Feb. 4 (Bloomberg) -- Gecamines, the Democratic Republic of Congo’s state-owned mining company, plans to build a 500-megawatt coal-fired power plant by 2017 as the nation pursues higher copper production.
The company has commissioned a feasibility study that will be completed by September, allowing building to begin late this year or early 2015, Chief Executive Officer Ahmed Kalej Nkand said in an interview at the Investing in African Mining Indaba in Cape Town today. Construction will take two years, he said.
“It would be the first continuous electricity to function all the time without limitations,” Kalej said. “It will also be a source of funding for us, because we’re only going to be using part of this electricity and can sell back the rest.”

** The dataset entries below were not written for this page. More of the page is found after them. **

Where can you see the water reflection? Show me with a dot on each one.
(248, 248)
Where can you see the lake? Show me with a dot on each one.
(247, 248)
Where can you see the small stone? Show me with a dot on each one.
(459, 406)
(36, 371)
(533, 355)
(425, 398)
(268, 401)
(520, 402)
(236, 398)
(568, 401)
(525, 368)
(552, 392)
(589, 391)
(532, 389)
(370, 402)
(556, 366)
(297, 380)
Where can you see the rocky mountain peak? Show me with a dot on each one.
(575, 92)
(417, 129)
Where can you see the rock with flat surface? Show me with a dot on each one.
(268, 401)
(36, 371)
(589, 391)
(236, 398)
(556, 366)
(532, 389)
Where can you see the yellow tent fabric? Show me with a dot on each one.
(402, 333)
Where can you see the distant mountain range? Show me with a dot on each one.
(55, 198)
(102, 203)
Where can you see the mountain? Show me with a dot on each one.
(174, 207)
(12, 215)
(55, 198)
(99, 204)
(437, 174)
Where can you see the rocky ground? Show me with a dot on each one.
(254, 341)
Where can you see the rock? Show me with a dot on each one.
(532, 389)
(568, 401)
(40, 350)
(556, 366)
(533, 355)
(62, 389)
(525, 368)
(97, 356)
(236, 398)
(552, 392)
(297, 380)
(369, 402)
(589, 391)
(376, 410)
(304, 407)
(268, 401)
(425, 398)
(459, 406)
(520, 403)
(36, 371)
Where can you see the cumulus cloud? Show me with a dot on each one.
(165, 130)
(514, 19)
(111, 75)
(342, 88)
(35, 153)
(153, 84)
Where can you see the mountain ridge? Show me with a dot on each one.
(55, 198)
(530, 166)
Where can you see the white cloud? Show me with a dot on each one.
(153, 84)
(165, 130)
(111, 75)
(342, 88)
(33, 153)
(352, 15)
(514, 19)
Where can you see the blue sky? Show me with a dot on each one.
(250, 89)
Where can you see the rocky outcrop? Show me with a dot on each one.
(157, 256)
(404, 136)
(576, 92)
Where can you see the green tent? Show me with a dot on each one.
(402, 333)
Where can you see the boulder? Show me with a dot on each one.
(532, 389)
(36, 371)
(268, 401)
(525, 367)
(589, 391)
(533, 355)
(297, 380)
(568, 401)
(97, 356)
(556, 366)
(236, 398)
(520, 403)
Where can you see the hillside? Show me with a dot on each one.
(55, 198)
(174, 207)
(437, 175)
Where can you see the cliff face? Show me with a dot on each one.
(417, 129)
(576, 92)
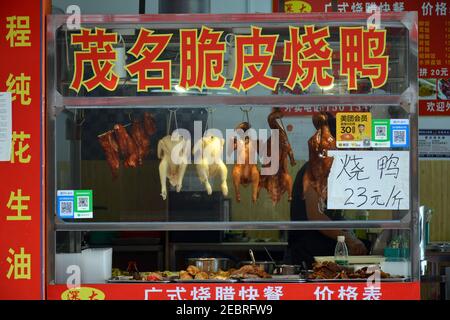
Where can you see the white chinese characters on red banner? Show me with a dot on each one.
(239, 291)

Gecamines produces barely an eighth of the copper it mined in 1986, reflecting decades of mismanagement at the company and conflict in the central African country. The Lubumbashi-based company needs to raise about $2.8 billion to fund the power plant, three processing units and social spending, it said today in a presentation.
“We are talking to many partners, banks, financial institutions and even private companies from Congo and elsewhere,” Kalej said of the effort to arrange funding.
While Gecamines was once one of the world’s biggest copper miners, producing 476,000 metric tons in 1986, output almost stopped in the early 2000s. Constrained by a lack of power supply, it produced 60,000 tons of copper in 2013 and aims to increase this to 100,000 tons this year, Kalej said.
The company said in October it may consider an initial public offering within two-years time, after it certifies a sufficient amount of copper reserves.
Gecamines favors developing the reserves independently, he said. “Right now, we want to exploit the stocks alone,” he said. “We’re not completely closed from partnerships, but if we will do partnerships it will be on new terms and not how it used to be.”